The project should have received immediate approval, but the executive is told the next week that the request was turned down. There were competing priorities. He discovers later that the funds went instead to the operations group. The operations case may not have been any better than the case for the security investment, but the operations manager had a much better understanding of how to exercise influence in the organization. She was a long-time veteran of the company. She was astute at understanding the campaign needed to build broad support for the project. Only after she had this support did she take the idea to the CEO.
What went wrong? This security executive failed to recognize that he was no longer in a military organization where a strong appeal to a general could lead to immediate results. The organization required coalition building. It had a different style. While security executives may come from a military or law enforcement background, they usually need to make their case to the CEO, COO, or other executives who come from very different backgrounds. Security executives need to understand their approach to influence and how it might be received in the organization.
Influence is more important than ever for security executives. Since the terrorist attacks of September 11, 2001, the work of security executives is much more important-and more visible. They have moved into a new role, but they do not always have formal authority that other key decision makers often have. Caught between new demands and a lack of formal power, skill in influence has become essential.
Increasing Your Influence
How can you make your case in a more persuasive manner? There are particular influence skills that can help, which we teach in the Wharton/ASIS Security Executive Program. Among the ways to increase your influence in your organization are:
Speaking the language of business: One of the first steps to being influential is to learn the language of the person you are trying to influence. At the C-level, that language is finance and strategy. If a security executive is speaking from a strictly functional focus on the pure security aspects of an initiative-protecting information, people, corporate secrets, etc.-other managers may not respond. If people are going to pay attention to you outside of the security silo, you must put the message into terms they understand. You need to translate it into bottom-line terms or strategy terms. Then other managers will listen. You cannot influence them unless you speak the language of business.

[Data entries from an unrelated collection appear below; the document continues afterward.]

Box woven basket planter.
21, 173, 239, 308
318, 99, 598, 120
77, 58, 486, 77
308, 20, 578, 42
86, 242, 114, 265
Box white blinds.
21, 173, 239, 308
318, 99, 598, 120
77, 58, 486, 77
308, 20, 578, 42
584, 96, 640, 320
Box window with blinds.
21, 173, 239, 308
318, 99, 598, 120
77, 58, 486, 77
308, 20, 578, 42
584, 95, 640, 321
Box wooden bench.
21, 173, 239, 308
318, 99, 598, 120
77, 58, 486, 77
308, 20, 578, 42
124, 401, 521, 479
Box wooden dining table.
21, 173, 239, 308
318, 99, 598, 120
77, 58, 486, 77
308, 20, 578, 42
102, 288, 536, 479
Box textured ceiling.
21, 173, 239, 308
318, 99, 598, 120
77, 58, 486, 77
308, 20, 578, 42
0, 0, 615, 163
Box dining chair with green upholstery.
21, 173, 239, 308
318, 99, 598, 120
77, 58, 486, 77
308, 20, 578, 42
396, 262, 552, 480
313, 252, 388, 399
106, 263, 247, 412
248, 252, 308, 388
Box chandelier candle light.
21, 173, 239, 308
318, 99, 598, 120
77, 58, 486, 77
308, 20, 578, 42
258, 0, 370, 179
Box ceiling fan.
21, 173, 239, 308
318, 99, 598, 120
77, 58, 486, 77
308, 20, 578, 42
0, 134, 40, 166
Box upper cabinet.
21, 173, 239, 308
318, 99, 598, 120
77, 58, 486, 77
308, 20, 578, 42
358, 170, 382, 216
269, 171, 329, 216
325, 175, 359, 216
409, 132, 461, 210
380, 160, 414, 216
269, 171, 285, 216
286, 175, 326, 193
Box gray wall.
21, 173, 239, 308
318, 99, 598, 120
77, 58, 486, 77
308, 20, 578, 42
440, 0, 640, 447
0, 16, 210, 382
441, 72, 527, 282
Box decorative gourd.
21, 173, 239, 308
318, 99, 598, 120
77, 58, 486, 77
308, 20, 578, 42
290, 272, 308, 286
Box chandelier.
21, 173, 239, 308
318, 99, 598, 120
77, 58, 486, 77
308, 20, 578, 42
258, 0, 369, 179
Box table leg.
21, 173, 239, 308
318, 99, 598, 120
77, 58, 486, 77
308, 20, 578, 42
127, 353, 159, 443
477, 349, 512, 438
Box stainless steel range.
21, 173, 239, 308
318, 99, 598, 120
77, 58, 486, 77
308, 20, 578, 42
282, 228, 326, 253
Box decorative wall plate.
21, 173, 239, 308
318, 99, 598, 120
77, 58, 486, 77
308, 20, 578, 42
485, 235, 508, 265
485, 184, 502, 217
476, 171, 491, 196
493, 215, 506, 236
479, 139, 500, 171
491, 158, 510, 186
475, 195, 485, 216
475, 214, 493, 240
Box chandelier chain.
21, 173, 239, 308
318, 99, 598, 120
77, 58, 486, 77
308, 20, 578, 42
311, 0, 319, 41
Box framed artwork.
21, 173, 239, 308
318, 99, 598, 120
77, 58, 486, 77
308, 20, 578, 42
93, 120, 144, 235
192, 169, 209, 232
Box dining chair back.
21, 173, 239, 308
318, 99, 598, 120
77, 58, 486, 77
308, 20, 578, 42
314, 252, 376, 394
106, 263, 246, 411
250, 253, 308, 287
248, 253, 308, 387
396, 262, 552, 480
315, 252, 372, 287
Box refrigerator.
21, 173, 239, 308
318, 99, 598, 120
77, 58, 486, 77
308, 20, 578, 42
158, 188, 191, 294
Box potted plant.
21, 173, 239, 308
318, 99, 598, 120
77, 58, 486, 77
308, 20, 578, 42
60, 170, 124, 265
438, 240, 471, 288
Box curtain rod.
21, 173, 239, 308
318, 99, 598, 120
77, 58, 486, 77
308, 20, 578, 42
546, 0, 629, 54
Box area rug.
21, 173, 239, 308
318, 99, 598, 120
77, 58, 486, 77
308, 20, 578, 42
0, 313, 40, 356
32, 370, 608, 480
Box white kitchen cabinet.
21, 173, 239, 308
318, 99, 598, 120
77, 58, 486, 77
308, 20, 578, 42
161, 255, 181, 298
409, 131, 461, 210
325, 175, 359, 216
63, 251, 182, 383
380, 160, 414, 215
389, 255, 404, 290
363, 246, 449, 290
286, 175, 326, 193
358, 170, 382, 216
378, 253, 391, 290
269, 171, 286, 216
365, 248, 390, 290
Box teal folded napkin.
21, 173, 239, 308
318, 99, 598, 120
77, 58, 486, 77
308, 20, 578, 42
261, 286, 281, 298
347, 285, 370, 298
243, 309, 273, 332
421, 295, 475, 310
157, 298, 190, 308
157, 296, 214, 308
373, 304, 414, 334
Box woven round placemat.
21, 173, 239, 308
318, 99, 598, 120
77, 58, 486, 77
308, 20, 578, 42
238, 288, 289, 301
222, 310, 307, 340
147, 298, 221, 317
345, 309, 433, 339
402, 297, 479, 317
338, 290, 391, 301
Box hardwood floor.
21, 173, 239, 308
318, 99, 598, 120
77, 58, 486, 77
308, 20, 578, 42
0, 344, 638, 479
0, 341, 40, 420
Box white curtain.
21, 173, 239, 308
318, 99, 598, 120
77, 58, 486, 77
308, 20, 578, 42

Understanding your influence style and the style of the organization: In my work with Professor Richard Shell, which is the subject of a forthcoming book, we identified six primary influence styles that managers tend to use. These are the Commander, Scientist, Visionary, Harmonizer, Dealmaker and Powerbroker. Effective Commanders are masters at using the power of position as well as authoritative rules; the Scientist appeals to logic and reason; the Visionary relies on inspiration and purpose; the Harmonizer emphasizes personal relationships; the Dealmaker crafts win-win trades based on needs and interests; and the Powerbroker formulates strategy by assessing politics, egos, winners, and losers.